Here's another short report from our team in the Gulf Coast this past week (subscribe to our Facing South newsletter using the form to the right to get these dispatches sent straight to your inbox!). I fear that the scene Peter Eicheberger describes on the streets of Algiers and the Seventh Ward foreshadows a larger battle looming in New Orleans:

"It's Going to Get a Lot Tenser"

By Peter Eichenberger

NEW ORLEANS -- Three days into the flood zone and the stories - once one gets past the hype and rumor - are disturbingly consistent.

The nearly-universal, street-level conviction among determined survivors and the people working for a hodge-podge of progressive organizations - the only ones providing boots-on-the-ground relief - is that the failed Federal response was anything but a screw-up.

Survivor after survivor tells disturbing, and in some cases harrowing tales of intimidation, neglect and victimization by emergency and relief agencies.

For example: There are vast areas of New Orleans, Algiers in particular, that were spared flooding, suffering mostly from wind damage. Yet government officials aggressively pushed to empty out the city, even though residents insist there was no need for evacuation.
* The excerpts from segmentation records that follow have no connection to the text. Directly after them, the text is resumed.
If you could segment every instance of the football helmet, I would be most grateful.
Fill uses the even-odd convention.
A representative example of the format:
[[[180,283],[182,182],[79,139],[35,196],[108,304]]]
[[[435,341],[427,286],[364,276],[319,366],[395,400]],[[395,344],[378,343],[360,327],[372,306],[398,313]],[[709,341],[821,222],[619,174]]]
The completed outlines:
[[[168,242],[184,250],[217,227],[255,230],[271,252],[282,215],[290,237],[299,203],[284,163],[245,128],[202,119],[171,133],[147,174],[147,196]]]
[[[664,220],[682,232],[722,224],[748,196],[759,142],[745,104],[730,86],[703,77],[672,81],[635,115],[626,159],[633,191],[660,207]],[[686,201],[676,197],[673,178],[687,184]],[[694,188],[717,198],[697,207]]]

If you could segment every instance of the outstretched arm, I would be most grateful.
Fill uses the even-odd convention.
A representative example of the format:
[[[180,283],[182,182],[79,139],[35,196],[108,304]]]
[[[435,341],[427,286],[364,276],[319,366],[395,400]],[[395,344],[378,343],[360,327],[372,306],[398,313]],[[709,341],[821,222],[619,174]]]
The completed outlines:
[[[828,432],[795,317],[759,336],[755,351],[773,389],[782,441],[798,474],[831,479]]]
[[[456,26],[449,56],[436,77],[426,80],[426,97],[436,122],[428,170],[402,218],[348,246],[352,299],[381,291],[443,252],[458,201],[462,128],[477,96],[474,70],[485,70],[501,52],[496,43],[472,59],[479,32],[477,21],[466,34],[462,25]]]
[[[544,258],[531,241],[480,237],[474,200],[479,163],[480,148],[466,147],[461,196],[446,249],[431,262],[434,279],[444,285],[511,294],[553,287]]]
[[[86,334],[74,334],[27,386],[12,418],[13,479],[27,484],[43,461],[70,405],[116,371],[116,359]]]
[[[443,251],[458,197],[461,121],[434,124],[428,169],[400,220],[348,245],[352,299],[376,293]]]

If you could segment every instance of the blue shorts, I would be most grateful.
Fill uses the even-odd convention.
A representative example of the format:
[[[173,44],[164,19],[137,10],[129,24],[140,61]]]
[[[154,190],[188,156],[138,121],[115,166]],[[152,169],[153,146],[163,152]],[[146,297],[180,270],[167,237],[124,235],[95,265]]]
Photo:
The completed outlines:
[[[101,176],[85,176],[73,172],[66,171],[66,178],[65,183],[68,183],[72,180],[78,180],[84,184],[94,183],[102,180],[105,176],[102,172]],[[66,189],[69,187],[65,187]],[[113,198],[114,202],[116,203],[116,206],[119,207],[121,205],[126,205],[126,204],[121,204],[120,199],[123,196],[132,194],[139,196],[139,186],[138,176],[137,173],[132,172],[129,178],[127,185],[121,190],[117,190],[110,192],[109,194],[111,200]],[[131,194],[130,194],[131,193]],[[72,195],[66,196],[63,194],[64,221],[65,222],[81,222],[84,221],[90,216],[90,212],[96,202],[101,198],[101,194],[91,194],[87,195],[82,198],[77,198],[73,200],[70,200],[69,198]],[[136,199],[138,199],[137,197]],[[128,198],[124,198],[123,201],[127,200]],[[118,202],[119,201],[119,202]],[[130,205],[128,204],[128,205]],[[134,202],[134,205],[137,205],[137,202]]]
One of the hold-outs is Mama Dee, a matriarch of the Seventh Ward. Mama Dee is a community leader in a community of none. Most of the Ward inhabitants were literally scattered to the wind. Those with any means - a car, cash - fled to other cities. The dispossessed went to FEMA "villages," routinely likened to concentration camps, complete with razor ribbon fences, guards with guns, the whole bit.

"Bless those 82nd Texas boys," she said, referring to the paratrooper unit patrolling the city, "If it hadn't been for them, the New Orleans police would have killed us."

She spoke the words without drama, hugging new strangers. She's standing next to a formerly-flooded, now-dry house that serves now as a community center/kitchen, complete with tuna sandwich fixin's on a folding table.

Somewhere in the back, a generator mutters along, power supplied via a home-made wiring system - a whole room in the basement crammed with cobbled-together auto batteries. It's testimony to the endurance and inventiveness wrought by desperation, and a dogged determination to keep a faint pulse in a neighborhood that is a neighborhood only in name.

Residents fear the tension will only mount as the city is reoccupied. Folks will be allowed in; some, the lucky ones, will return to structures tagged with green spots, indicating that their houses can be repaired and re-inhabited. The less fortunate will have their houses tagged red. Those people will be cast out of their homes to an uncertain gate, the houses to be demolished.

Hallie, a young woman working the Common Grounds relief camp in Algiers point, across the river from downtown, sees trouble.

"It is tense already," she said. "When they start kicking people out of their homes, it is going get a lot tenser."

-- Peter Eichenberger writes for The Independent Weekly (N.C.)